Right, we’re doing a Mayan prophesy post and yes I know it’s boring and been covered loads by everyone but if we’re all going to face an apocalyptic event in less than a week I want to be able to say I warned you. Plus there isn’t any pictures of goats in the press at the moment, but there is one of a lone Udinese fan, but I couldn’t think of an angle, anyway I’m rambling now because I’ve got no idea how I’m going to link this post to PPI claims but here goes…
If the end of the world is on the 21st of this month then we only have 7ish days (at the time of writing) left to do fun stuff, so we should all be feeling a sense of urgency. In fact ‘urgency’ is exactly what PPI claim companies want you to feel when they tell you “Time is running out to make your claim”. The truth is; there’s no time limit on claiming back PPI payments at the moment. Sure, the sooner you claim the sooner you’ll get anything you’re owed but there’s no date after which you can’t seek a refund.
Ministers and banking execs have called for one but there are no plans to put one in place. That said it’s best if you claim within 6 years of a loan ending or within 3 years of discovering PPI mis-selling, whichever is longest – your case will stand a better chance.
When anything good ends you have a period of reflection, take the end of the year (if we all make it) – you’ll think back over what you achieved and what you didn’t. Then the new year comes and you forget it all. Well think back over all those old loans, credit cards, car finance arrangements and mortgages, some of them may have ended but you need to reflect on them because mis sold PPI may have been hidden in the agreements.

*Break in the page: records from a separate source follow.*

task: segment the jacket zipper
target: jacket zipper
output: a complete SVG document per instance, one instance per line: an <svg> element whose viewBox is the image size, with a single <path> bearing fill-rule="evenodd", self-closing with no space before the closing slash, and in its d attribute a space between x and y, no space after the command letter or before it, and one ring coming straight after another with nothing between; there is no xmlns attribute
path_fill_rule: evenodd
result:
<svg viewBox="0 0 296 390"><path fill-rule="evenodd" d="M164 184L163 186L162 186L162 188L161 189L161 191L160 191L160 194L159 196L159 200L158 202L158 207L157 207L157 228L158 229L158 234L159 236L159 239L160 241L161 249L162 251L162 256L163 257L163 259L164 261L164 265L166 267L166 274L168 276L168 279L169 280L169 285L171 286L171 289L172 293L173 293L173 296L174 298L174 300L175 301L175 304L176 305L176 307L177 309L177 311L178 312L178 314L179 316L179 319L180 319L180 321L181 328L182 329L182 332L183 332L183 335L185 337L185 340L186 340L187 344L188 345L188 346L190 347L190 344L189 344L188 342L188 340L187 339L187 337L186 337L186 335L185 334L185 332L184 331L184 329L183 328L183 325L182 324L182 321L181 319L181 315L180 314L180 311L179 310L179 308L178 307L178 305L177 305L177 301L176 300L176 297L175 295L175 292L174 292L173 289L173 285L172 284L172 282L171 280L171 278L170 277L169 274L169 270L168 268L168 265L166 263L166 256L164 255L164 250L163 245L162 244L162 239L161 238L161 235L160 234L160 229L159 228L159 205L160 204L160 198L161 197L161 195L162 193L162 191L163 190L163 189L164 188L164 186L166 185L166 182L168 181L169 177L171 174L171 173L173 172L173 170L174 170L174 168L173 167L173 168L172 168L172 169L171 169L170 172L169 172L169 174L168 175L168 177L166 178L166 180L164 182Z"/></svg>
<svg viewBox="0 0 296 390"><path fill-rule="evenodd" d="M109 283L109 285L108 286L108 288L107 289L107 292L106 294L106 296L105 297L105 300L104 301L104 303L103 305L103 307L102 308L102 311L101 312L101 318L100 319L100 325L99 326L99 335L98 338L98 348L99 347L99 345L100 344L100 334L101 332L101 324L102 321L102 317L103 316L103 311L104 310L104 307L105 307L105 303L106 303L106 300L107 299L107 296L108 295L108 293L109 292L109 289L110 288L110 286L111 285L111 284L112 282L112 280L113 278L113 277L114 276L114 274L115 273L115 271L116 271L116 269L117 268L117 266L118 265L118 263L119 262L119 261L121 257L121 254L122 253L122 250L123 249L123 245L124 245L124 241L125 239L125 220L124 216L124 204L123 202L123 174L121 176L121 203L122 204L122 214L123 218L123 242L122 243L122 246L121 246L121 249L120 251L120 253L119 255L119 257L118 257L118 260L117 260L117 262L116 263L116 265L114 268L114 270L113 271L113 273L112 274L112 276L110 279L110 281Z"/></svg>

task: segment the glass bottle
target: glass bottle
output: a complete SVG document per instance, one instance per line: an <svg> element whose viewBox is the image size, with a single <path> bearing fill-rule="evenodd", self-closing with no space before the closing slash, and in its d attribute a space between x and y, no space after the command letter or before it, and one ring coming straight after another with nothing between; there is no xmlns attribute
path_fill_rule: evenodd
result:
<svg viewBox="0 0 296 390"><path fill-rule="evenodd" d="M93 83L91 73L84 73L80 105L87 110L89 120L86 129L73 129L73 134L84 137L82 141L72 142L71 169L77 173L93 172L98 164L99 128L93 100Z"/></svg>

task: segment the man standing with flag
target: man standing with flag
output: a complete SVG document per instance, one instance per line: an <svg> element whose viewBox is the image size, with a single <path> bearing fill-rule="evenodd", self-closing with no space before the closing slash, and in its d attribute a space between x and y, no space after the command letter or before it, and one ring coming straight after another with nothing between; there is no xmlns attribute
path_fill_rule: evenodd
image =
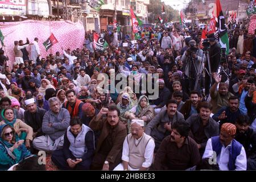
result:
<svg viewBox="0 0 256 182"><path fill-rule="evenodd" d="M205 96L207 96L209 93L210 79L210 76L213 75L213 74L216 73L218 71L218 65L220 64L220 60L221 57L221 48L215 40L215 36L214 34L212 34L208 35L207 37L209 39L210 43L210 49L209 50L209 57L210 58L210 65L208 64L208 62L206 63L206 68L208 73L209 72L209 67L210 67L212 71L212 75L209 75L208 73L205 74ZM212 85L213 83L212 83Z"/></svg>

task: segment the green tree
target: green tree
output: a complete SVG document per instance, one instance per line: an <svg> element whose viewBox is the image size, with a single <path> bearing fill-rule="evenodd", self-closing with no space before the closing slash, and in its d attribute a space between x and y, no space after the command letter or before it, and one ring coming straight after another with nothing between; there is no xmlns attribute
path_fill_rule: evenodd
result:
<svg viewBox="0 0 256 182"><path fill-rule="evenodd" d="M162 14L162 5L164 5L165 14ZM178 21L180 13L178 10L174 10L171 6L165 5L161 0L150 0L150 4L147 6L148 12L150 13L148 20L150 23L154 23L155 19L158 19L158 15L160 16L164 22L166 18L167 22Z"/></svg>

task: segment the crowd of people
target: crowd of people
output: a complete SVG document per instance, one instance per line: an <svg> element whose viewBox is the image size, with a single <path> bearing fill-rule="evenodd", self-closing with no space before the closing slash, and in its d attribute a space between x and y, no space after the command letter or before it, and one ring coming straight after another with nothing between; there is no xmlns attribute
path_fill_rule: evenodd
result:
<svg viewBox="0 0 256 182"><path fill-rule="evenodd" d="M102 30L103 52L90 31L46 57L37 38L14 42L15 60L1 49L0 169L43 151L63 170L256 169L256 30L241 28L228 55L213 34L203 48L201 28L174 26L137 41Z"/></svg>

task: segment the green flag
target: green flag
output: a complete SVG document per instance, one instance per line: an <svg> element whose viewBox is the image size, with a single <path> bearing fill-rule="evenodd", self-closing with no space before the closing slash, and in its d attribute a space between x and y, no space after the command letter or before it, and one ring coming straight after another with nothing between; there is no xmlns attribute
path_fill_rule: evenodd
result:
<svg viewBox="0 0 256 182"><path fill-rule="evenodd" d="M104 42L104 44L103 44L103 47L105 49L108 46L109 46L109 44L108 44L107 42L105 40Z"/></svg>
<svg viewBox="0 0 256 182"><path fill-rule="evenodd" d="M5 37L3 36L3 33L2 33L2 31L0 30L0 41L1 42L1 44L2 46L5 45L3 44L3 39L5 39Z"/></svg>
<svg viewBox="0 0 256 182"><path fill-rule="evenodd" d="M121 26L118 26L117 27L117 31L119 32L121 31Z"/></svg>
<svg viewBox="0 0 256 182"><path fill-rule="evenodd" d="M141 35L139 33L136 33L134 34L134 38L135 40L138 40L141 38Z"/></svg>
<svg viewBox="0 0 256 182"><path fill-rule="evenodd" d="M139 17L138 17L135 14L135 15L136 19L137 19L138 23L139 23L139 26L141 27L141 26L142 25L142 24L143 24L143 23L142 21L139 19Z"/></svg>
<svg viewBox="0 0 256 182"><path fill-rule="evenodd" d="M139 23L139 26L141 27L143 24L142 21L138 17L136 17L136 19L137 19L138 23Z"/></svg>

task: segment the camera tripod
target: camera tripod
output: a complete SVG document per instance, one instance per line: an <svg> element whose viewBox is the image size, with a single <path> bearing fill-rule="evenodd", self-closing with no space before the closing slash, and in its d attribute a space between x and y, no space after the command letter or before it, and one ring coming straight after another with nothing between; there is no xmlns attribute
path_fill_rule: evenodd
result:
<svg viewBox="0 0 256 182"><path fill-rule="evenodd" d="M208 67L207 68L205 65L205 63L207 63L207 65L208 65ZM208 68L208 69L207 69ZM209 70L209 71L208 71ZM208 49L204 49L203 51L203 59L202 61L200 63L200 66L199 66L199 71L197 72L197 76L196 76L196 83L195 84L194 90L196 90L197 88L198 88L198 85L199 83L199 80L200 80L201 84L200 84L200 90L202 92L203 95L204 96L204 93L203 93L203 88L204 86L204 88L205 87L205 85L204 85L205 82L205 74L208 74L210 81L210 84L212 83L212 70L210 68L210 56L209 56L209 51Z"/></svg>
<svg viewBox="0 0 256 182"><path fill-rule="evenodd" d="M224 53L222 52L222 53L221 53L220 60L222 61L224 60L224 61L222 61L222 63L225 62L226 63L226 64L228 65L228 61L226 59L226 53L225 53L225 50L224 51ZM222 68L222 66L221 65L221 63L220 63L219 64L219 65L218 67L218 75L222 75L222 73L223 73L224 74L223 75L226 76L227 79L229 79L230 77L230 73L229 72L229 73L227 73L226 71L225 70L224 68ZM222 75L222 77L223 77L223 75Z"/></svg>

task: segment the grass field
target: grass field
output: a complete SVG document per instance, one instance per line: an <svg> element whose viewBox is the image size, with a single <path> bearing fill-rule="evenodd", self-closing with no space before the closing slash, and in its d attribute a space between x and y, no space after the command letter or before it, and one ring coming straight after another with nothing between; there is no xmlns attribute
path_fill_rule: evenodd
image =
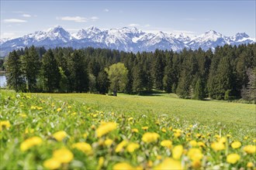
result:
<svg viewBox="0 0 256 170"><path fill-rule="evenodd" d="M1 169L255 168L255 105L0 90Z"/></svg>
<svg viewBox="0 0 256 170"><path fill-rule="evenodd" d="M190 124L226 125L234 133L256 133L254 104L229 103L217 100L194 100L178 98L175 94L156 94L137 96L119 94L118 97L90 94L43 94L60 100L84 103L99 110L116 111L126 114L167 114L187 121ZM237 130L237 128L240 130ZM240 132L239 132L240 133Z"/></svg>

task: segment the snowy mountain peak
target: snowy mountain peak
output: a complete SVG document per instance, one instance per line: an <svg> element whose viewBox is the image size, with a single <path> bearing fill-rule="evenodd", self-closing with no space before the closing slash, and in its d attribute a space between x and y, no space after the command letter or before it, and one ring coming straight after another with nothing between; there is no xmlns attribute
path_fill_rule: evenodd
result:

Dig out the paperwork or ring the lender and ask for it, if you’re doing the latter then ask them how much it will cost to send you the information. Look through it and think back to the initial conversation with the sales person, did they mention PPI?

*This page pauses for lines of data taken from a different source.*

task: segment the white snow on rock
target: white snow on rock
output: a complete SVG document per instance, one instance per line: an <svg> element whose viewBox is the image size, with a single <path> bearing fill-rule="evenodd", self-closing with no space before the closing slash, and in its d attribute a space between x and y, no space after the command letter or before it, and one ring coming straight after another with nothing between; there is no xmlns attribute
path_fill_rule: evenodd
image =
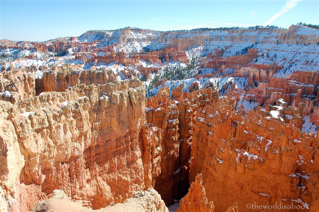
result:
<svg viewBox="0 0 319 212"><path fill-rule="evenodd" d="M8 96L10 97L12 95L11 93L10 92L10 91L6 91L3 93L0 93L0 94L2 94L2 95L4 96Z"/></svg>
<svg viewBox="0 0 319 212"><path fill-rule="evenodd" d="M265 194L264 193L259 193L259 195L262 195L263 196L265 196L268 197L271 197L270 196L267 194Z"/></svg>
<svg viewBox="0 0 319 212"><path fill-rule="evenodd" d="M310 115L305 116L303 118L303 124L301 131L308 133L317 134L318 127L310 120Z"/></svg>
<svg viewBox="0 0 319 212"><path fill-rule="evenodd" d="M65 107L67 105L68 105L68 102L65 101L61 103L61 107Z"/></svg>

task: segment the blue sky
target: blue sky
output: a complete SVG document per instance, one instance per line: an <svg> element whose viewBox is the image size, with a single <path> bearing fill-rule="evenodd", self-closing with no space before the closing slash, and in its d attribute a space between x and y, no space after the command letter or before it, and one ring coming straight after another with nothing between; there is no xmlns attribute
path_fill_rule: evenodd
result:
<svg viewBox="0 0 319 212"><path fill-rule="evenodd" d="M319 1L0 0L0 39L43 41L128 26L159 30L319 24Z"/></svg>

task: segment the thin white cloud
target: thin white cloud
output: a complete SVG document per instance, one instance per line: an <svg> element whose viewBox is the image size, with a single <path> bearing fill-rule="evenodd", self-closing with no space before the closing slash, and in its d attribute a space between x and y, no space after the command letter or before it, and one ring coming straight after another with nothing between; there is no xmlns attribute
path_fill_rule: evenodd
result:
<svg viewBox="0 0 319 212"><path fill-rule="evenodd" d="M279 16L292 9L297 5L297 2L301 1L301 0L287 0L286 4L281 8L281 10L270 18L268 21L264 24L263 26L266 26L269 25Z"/></svg>

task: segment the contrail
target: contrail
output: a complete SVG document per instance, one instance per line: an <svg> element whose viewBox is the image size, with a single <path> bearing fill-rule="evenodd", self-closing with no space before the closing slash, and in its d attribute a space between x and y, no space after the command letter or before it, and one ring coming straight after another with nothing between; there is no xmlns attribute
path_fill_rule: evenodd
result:
<svg viewBox="0 0 319 212"><path fill-rule="evenodd" d="M270 18L268 21L264 24L264 26L266 26L271 23L275 19L278 18L285 12L287 12L289 10L296 6L297 5L297 2L300 2L301 0L287 0L286 4L281 8L281 10L279 12L277 13L273 16Z"/></svg>

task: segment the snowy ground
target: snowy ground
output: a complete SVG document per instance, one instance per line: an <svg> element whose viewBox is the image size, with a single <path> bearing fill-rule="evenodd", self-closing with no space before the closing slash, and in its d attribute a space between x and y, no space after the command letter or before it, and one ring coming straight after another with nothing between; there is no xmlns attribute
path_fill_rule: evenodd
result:
<svg viewBox="0 0 319 212"><path fill-rule="evenodd" d="M318 127L310 120L310 115L306 116L303 118L304 123L302 124L301 132L307 133L313 133L316 134L318 131Z"/></svg>
<svg viewBox="0 0 319 212"><path fill-rule="evenodd" d="M215 78L204 77L197 79L197 78L191 78L179 80L168 80L164 84L165 86L170 89L170 94L172 94L172 91L175 87L179 87L182 84L184 84L182 88L183 91L188 92L192 84L195 82L198 84L199 89L203 89L208 86L210 83L214 84L214 87L218 91L222 91L221 93L225 93L227 91L223 90L226 82L229 83L232 82L235 84L235 87L239 89L243 89L248 82L248 77L226 77ZM160 85L150 91L150 93L152 95L157 93L162 88L162 85Z"/></svg>

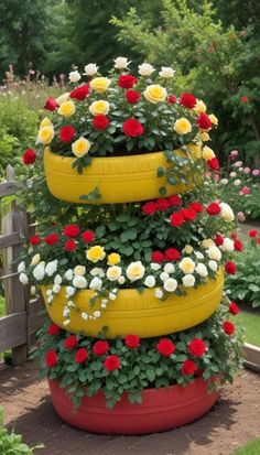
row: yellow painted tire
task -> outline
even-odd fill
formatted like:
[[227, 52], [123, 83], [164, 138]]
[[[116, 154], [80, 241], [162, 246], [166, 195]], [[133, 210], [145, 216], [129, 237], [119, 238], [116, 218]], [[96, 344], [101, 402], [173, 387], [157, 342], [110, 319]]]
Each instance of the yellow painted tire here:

In the US, people have actually paid hundreds of thousands of dollars for underground bunkers in an old cold war missile silo, ready for the supposed end of the earth. One Company in California even runs a course teaching people how to survive after the cataclysmic event. Sales of kerosene and tinned goods has steadily risen as has bottled water so one thing’s for sure – if you’re going to start selling inflatable dartboards, chocolate fireguards or underwater hairdryers; America’s the place to set up shop.

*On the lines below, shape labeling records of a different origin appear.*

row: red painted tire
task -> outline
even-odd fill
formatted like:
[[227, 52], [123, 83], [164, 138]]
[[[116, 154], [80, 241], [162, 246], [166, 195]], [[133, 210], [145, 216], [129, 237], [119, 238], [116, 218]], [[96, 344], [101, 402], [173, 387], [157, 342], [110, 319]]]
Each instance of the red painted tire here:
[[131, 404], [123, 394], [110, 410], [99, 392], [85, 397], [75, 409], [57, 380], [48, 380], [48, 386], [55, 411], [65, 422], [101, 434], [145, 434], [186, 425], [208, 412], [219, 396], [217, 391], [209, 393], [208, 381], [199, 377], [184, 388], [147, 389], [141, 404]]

Jokes aside, the point here is that whether the Mayans were right or not, these people are all very well prepared, which is what you need to be if you’re going to reclaim PPI by yourself:
– Dig out your loan/credit card/mortgage paperwork
– Be ready for potentially awkward phone calls with current/ex lenders
– Prepare for delays in your lender replying, don’t get frustrated – they have to get back to you by law
– You’ll need to dedicate some time to the paperwork required when claiming, so download the letters and find a quiet room to fill them out
Ultimately, be prepared for a wait and don’t expect the cash inside 8 weeks. It might come sooner, but probably won’t.
With impending doom probably consuming your thoughts, you might consider making some religious allegiances in the final few days, you know, just in case. But which one to choose? After all – there are quite a few. If you don’t want to reclaim PPI cash yourself then the same can be said of your options when it comes to choosing a PPI claims Company.
Recent Ministry Of Justice figures revealed that there are over 900 PPI claims companies operating in the UK, so which one do you choose?
OK, I’ll be a bit more impartial, here’s what to look for in a good PPI Company:
– Ensure they are No Win No Fee, it sounds like a given but some companies still charge you to make a claim, win or lose. Most don’t but always check.
– Check their fee, most charge 25% + VAT payable after a successful payout. They should explain the fee with an example before signing up. So if you’re due £2,500, then they’ll want £750.
– Avoid claims companies that charge a fee for ‘future savings’, for example: you’re one year into a 5-year £5,000 loan. The PPI cost attached to the entire borrowing is £1,500, and you’ve paid £300 of it up to now.
If your PPI claim is successful, the bank will give you £300 back, but some companies will charge you 25% + VAT of the total amount that you would’ve paid over the 5 years, which in this case would be £450. So you’ve received £300 back but are being charged £450, meaning the whole experience has actually cost you £150.
Much like the Mayan prophesy; mis sold PPI has been all over the press in the last 12-18 months, whether it’s through the extensive news coverage or payment protection insurance claims companies pushing their services. You’ve been reminded over and over (and over) about the fact that PPI has been mis sold, it’s annoying I know (that’s why Oracle Legal doesn’t do any advertising).
But behind all of the straplines, statistics and average refund figures is an important message – if you have been mis sold PPI then you’re owed money, it’s yours and you just have to ask for it. Same goes with the prophesy – if that meteorite whizzing past earth at the moment decides to take a left, don’t say you weren’t warned!
And there we have it, it seems the Mayans can teach us a thing or two about making PPI claims or at least I’ve made it sound like they can. Either way you’ve discovered what PPI claims companies and Religions have in common and learned just how gullible Americans can be – result!